April 03, 2013|By Robert J. Lopez
  • Map shows where a woman was allegedly raped by an ex-convict in Fontana.
Map shows where a woman was allegedly raped by an ex-convict in Fontana. (Google Maps )

A 32-year-old Fontana man who was released from state prison to the supervision of San Bernardino County authorities under a controversial state law has been arrested on suspicion of rape, authorities said Wednesday afternoon.

Juan Francisco Aguilera allegedly was with the victim at a motel late Monday night before raping her and threatening to kill her if she she alerted authorities, the Fontana Police Department said. The motel is at 17468 Valley Boulevard.

Aguilera, whom authorities described as a gang affiliate, has previous convictions for robbery, grand theft auto, drug possession, receiving stolen property and intimidating or dissuading a victim or witness, according to police.
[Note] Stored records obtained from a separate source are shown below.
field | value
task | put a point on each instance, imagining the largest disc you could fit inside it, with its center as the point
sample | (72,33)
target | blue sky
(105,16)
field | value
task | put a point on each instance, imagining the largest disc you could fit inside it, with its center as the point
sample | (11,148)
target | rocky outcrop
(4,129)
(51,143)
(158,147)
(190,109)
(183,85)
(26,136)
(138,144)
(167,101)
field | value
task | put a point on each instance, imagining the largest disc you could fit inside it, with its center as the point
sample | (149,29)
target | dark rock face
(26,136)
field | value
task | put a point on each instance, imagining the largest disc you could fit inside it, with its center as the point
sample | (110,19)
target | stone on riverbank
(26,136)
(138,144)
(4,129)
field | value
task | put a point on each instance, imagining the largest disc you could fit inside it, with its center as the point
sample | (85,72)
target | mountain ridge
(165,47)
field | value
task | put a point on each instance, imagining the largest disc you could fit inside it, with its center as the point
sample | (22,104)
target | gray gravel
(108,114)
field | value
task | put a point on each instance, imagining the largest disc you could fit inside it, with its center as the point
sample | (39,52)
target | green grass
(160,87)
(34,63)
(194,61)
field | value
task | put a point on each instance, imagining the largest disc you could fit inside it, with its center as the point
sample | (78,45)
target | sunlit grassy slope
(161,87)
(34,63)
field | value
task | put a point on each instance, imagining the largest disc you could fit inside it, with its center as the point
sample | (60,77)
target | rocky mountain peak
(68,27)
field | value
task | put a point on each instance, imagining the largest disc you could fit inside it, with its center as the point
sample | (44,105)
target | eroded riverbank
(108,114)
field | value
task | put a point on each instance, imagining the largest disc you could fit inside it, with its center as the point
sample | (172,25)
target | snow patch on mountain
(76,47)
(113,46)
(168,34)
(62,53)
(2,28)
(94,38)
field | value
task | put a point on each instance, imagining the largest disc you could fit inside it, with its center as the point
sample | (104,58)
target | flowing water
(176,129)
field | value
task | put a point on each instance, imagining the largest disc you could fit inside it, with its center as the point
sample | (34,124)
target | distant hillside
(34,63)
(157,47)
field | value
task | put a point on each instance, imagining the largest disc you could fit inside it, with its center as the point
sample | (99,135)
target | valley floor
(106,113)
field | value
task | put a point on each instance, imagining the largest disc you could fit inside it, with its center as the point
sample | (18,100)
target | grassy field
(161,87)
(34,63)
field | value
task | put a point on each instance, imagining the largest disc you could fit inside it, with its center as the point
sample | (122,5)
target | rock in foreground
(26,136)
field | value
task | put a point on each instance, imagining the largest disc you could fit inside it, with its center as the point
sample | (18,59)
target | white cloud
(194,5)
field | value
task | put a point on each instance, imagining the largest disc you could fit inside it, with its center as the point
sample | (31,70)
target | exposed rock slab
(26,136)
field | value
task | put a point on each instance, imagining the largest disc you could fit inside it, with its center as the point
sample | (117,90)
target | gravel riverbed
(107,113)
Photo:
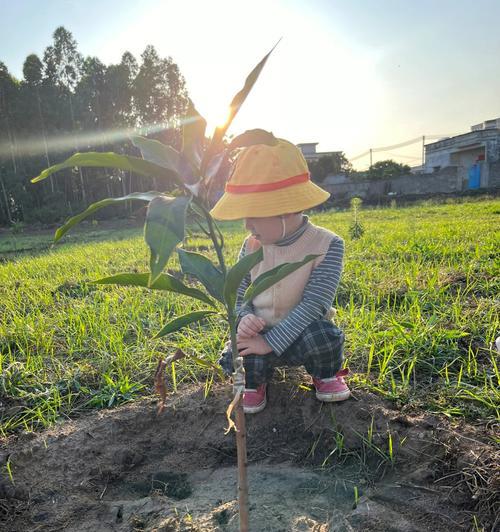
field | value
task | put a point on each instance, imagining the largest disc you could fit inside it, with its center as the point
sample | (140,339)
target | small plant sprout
(356,229)
(191,174)
(356,498)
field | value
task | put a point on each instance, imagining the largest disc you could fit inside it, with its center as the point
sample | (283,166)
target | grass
(417,302)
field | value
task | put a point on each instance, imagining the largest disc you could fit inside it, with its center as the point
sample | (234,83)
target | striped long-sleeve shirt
(317,298)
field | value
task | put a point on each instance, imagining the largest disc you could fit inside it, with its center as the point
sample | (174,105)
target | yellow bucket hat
(268,181)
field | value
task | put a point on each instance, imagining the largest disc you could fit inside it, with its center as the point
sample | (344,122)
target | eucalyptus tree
(191,169)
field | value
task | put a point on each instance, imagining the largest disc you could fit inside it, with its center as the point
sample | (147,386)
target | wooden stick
(241,447)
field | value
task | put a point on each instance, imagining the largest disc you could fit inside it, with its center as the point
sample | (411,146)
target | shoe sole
(255,409)
(333,397)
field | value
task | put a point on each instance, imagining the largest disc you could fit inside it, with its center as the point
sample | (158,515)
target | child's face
(266,230)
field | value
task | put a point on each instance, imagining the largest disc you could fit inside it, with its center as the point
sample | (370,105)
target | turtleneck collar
(292,237)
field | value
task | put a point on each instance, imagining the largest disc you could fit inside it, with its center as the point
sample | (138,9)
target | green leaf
(111,160)
(264,281)
(217,139)
(163,230)
(158,153)
(252,137)
(236,274)
(182,321)
(165,282)
(193,135)
(201,267)
(135,196)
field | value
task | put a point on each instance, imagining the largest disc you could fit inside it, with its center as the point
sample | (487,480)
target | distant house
(309,152)
(475,156)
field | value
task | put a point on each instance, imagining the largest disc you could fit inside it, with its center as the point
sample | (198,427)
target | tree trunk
(82,182)
(6,199)
(44,135)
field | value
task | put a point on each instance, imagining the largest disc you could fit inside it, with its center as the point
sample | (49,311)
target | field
(419,306)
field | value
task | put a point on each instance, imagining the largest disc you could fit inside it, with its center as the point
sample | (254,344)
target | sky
(348,74)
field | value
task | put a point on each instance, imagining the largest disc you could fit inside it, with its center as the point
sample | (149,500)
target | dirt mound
(357,465)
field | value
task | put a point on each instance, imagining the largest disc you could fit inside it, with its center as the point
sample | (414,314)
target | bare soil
(127,469)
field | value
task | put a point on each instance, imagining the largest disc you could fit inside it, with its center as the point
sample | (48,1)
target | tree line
(67,103)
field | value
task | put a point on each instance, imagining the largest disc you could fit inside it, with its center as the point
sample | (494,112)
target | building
(475,156)
(309,152)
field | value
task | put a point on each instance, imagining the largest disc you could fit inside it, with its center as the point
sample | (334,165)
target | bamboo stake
(241,447)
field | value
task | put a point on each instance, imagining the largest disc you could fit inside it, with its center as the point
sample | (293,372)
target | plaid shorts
(320,349)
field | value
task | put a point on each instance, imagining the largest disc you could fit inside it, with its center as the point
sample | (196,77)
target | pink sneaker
(254,400)
(332,389)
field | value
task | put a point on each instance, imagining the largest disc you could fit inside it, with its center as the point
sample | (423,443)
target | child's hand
(256,345)
(250,325)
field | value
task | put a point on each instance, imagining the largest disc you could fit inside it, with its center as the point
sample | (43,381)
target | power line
(400,145)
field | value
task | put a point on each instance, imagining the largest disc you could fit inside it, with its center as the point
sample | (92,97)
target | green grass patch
(418,302)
The department said Aguilera was released from state custody because of a state law that transfers authority over some felons from state prisons to county jails and, upon their release, from state parole to county probation departments. The law, referred to as public-safety realignment, was designed to reduce overcrowding in state prisons. 

The law, enacted in 2011, has been criticized by some local law enforcement authorities and elected officials for resulting in convicted criminals being allowed back on the streets, where they can commit new crimes.
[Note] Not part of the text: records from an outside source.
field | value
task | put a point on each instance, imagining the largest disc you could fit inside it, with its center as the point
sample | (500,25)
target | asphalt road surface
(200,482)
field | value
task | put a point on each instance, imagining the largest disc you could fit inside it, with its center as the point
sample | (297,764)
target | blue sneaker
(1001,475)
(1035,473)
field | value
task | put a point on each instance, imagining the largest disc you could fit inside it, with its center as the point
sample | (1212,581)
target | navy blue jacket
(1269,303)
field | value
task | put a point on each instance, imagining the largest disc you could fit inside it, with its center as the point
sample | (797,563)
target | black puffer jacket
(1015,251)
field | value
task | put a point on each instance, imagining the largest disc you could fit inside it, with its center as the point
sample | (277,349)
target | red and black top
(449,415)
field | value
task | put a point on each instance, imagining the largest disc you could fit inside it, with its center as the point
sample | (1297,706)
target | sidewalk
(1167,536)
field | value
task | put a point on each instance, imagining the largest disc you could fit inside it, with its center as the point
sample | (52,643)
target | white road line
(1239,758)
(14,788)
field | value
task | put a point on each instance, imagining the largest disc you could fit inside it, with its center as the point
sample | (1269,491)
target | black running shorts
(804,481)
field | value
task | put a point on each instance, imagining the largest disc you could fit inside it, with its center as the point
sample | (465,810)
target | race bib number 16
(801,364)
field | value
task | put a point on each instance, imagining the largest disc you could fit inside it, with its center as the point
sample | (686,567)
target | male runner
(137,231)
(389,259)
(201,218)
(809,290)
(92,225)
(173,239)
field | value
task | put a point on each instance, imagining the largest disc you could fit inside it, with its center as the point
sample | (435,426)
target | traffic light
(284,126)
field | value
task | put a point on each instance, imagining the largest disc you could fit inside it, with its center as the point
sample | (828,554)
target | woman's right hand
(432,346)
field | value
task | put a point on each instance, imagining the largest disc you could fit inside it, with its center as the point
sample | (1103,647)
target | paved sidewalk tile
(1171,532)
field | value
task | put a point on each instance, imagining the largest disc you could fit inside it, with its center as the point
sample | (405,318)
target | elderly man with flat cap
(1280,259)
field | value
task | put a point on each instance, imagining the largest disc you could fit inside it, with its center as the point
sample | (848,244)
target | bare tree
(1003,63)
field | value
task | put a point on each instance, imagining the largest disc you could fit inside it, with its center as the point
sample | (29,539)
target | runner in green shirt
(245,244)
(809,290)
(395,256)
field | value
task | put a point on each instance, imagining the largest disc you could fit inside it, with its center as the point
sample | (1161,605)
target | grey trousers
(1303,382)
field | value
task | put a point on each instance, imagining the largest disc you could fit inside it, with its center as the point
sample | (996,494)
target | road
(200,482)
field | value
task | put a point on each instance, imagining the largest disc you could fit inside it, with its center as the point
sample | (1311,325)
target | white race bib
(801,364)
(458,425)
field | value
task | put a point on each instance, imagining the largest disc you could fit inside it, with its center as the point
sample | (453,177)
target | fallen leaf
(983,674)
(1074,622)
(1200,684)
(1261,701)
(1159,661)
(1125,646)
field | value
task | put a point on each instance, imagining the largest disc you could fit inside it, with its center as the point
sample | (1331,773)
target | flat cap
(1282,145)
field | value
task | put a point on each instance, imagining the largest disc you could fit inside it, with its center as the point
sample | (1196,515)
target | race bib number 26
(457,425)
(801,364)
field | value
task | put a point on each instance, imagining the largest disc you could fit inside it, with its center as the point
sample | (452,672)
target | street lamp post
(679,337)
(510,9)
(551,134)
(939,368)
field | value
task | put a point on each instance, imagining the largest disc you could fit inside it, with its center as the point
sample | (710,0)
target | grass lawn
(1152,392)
"This is a prime example of what I have been voicing concern over," Fontana Police Chief Rod Jones said in a statement. "Unfortunately, I can only see this problem getting worse."

Fugitive Tobias Dustin Summers, 32, the primary suspect in the kidnapping and sexual assault of a 10-year-old Northridge girl last week, also was released from prison to the supervision of authorities in Los Angeles County.

On Thursday, the California Department of Corrections and Rehabilitation said no prisoners have been released early under the law. The state is legally required to reduce prison overcrowding, the agency said.

"Realignment has helped the state reduce its number of inmates by more than 24,500 while providing counties with billions of dollars in funding to adjust to this unprecedented shift," state corrections officials said in a statement.

Aguilera told San Bernardino County probation authorities that he was homeless and was allowed to wear a GPS electronic monitoring device "while roaming free on the streets of our community here in Fontana," police said.